A slide rule isn’t necessary to conclude that an 81-point half is a fairly epicurean pace. But here, Terance Mann shot 10 for 13 in that second half and scored 25 points after he had scored 12 in the first quarter. Mann, who had totaled 25 points through the first five games, hit 3-pointers, rummaged for loose balls and scored inside on Gobert. He broke up Utah passes, and he matched Mitchell’s 39 points for the game.

When it was over, Batum was bellowing, “M-V-P,” and Mann was momentarily stumped when it came time to remember his totals.

“Come on,” Paul George, his All-Star teammate, teased him. “You know how many you had.”

“Well, I looked up once and I had 34,” Mann said. “That’s the last thing I remember.”

But Reggie Jackson continues to be the Clippers’ one-stop-shopping solution. He was 5 for 5 in the fourth quarter with five assists, and scored 27 points overall, after his own scoreless first quarter. Up by three, he bounced a perfect pass to Mann for a layup and a 111-106 lead.  He drove and scored on Gobert for a six-point lead. He drove again and lofted the ball above the square and watched it drop in for a 10-point lead. Every time he gained the lane, the Clippers got an unaccompanied shot and, often enough, drilled it.

“Pat Bev said it at halftime,” Jackson said. “He said not to worry about the offense. We were making mistakes in our defensive schemes, we weren’t making them feel us. We had to get some turnovers, take it to offense, make them lose some of our guys, and try to attack Rudy instead of him attacking us.

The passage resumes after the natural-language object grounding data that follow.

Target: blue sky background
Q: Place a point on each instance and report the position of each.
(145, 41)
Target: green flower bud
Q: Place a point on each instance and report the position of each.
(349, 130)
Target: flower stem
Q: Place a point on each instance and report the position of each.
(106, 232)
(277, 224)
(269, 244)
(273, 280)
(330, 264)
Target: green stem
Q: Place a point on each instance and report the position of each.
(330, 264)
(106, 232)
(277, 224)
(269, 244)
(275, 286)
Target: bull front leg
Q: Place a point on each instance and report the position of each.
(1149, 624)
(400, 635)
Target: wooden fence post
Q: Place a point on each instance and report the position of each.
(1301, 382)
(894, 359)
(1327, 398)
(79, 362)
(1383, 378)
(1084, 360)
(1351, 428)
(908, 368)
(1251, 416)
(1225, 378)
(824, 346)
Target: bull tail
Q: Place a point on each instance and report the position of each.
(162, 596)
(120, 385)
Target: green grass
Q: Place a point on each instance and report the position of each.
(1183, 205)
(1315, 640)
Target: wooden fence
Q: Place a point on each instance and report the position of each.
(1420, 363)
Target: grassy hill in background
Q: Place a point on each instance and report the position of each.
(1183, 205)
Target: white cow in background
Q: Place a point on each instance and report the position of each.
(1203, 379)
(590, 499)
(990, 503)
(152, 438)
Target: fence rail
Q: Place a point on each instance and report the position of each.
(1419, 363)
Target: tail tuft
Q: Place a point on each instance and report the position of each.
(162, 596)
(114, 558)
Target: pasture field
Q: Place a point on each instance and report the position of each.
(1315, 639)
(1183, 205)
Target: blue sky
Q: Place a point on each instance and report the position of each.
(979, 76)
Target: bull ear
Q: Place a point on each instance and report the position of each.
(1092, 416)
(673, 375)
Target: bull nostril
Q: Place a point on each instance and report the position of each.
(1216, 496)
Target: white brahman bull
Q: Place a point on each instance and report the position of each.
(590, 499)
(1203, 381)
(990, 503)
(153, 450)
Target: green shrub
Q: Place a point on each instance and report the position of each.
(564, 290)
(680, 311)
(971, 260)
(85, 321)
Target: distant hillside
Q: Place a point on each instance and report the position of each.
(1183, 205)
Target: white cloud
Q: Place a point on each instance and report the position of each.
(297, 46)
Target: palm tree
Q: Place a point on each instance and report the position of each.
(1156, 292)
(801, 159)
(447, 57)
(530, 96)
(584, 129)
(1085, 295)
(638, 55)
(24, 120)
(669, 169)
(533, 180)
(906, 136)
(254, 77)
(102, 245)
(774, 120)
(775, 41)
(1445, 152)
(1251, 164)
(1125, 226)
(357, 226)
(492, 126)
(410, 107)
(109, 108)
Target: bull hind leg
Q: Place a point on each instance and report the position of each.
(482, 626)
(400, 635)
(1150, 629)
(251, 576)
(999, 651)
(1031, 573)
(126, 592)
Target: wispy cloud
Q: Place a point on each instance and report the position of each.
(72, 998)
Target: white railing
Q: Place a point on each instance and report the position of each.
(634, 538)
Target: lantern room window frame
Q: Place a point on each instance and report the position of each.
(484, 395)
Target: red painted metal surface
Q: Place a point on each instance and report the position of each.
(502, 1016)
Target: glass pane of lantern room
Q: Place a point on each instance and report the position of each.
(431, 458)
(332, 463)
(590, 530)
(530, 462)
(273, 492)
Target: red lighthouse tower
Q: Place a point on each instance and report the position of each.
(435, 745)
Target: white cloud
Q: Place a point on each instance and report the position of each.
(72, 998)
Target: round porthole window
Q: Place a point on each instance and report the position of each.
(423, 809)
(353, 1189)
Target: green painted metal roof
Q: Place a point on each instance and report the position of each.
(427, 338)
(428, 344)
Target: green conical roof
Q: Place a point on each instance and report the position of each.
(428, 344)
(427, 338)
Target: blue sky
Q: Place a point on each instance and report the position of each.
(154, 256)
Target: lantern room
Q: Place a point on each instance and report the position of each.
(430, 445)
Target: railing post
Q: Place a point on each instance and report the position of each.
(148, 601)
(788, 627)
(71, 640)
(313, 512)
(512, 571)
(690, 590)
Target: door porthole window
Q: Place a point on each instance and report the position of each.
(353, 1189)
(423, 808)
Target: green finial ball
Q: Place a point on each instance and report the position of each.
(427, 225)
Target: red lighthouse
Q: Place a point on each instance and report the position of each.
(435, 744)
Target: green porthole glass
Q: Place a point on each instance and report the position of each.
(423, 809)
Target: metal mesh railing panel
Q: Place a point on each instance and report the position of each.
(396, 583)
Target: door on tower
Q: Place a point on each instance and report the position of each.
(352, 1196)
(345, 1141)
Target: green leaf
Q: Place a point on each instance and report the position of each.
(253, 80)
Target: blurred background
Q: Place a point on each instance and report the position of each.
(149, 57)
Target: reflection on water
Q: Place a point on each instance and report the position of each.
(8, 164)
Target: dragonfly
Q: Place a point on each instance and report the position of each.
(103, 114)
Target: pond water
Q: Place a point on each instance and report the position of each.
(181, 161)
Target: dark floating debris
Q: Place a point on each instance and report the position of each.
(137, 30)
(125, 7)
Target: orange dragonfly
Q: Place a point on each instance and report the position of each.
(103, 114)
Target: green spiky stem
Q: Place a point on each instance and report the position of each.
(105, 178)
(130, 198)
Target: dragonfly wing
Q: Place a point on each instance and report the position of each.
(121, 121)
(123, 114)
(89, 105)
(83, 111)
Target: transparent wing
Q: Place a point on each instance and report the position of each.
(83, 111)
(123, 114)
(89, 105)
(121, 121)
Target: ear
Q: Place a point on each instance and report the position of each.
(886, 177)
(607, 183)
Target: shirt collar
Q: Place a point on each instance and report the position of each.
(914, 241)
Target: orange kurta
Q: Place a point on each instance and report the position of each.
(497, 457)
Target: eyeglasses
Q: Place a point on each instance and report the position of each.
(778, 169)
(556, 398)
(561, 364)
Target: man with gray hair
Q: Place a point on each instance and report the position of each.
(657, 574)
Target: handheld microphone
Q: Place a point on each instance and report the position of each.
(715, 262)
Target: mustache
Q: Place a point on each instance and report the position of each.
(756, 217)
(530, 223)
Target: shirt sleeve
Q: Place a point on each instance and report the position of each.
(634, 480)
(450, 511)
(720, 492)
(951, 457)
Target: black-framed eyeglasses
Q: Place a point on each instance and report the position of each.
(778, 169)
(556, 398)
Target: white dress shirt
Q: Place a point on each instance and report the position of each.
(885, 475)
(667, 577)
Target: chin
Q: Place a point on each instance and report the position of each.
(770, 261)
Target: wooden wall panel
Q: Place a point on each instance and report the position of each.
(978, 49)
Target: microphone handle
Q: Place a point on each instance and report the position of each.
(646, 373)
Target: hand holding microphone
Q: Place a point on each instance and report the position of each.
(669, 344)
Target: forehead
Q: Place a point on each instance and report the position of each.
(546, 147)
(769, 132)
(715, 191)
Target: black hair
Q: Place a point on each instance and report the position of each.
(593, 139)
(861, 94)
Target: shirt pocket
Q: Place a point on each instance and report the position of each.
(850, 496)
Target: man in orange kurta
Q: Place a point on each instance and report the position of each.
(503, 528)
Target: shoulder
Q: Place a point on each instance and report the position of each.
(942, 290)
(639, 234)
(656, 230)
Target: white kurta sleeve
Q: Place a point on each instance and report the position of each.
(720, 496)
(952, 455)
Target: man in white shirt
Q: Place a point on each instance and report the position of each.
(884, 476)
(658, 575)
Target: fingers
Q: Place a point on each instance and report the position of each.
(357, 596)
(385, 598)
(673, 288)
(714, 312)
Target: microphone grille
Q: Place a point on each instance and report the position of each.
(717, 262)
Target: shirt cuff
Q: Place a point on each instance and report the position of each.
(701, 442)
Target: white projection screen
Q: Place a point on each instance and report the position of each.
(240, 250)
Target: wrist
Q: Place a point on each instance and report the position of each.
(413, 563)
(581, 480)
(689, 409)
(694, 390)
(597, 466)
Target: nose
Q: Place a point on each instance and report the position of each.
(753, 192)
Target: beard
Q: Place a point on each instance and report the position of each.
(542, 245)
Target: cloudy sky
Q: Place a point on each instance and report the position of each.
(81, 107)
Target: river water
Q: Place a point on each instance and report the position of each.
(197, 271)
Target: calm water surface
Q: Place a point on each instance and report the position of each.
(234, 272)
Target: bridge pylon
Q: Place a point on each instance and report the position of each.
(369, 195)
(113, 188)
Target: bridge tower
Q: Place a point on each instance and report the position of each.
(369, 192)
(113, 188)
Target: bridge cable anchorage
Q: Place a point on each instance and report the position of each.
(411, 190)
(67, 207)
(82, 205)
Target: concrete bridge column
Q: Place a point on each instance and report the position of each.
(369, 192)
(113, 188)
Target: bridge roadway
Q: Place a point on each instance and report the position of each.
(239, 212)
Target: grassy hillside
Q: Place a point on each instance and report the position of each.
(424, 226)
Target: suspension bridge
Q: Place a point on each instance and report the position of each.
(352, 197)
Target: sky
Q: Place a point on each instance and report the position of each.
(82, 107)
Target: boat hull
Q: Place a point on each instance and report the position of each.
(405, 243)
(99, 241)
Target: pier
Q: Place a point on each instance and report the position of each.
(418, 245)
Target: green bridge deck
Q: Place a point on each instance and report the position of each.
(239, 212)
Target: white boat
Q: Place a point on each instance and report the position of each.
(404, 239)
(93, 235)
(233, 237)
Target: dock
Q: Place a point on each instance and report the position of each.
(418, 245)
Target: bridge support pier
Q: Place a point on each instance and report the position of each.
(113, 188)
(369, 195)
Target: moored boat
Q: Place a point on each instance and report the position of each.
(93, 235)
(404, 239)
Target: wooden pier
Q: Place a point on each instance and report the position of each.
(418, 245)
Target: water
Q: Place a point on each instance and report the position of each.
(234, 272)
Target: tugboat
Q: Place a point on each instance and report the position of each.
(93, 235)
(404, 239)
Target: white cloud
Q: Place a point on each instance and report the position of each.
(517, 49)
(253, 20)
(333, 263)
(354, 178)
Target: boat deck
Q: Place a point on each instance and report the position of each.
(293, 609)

“I’ve seen it all year. Guys coming in to work hard, countless hours. Guys going through frustrations but for the right reasons, because they want to be a great team. It’s a band of brothers right now. We’ve believed when nobody else does.”

Believing requires seeing. As for 9:45 p.m. PDT on Friday night, there was indisputable video evidence of the Same New Clippers.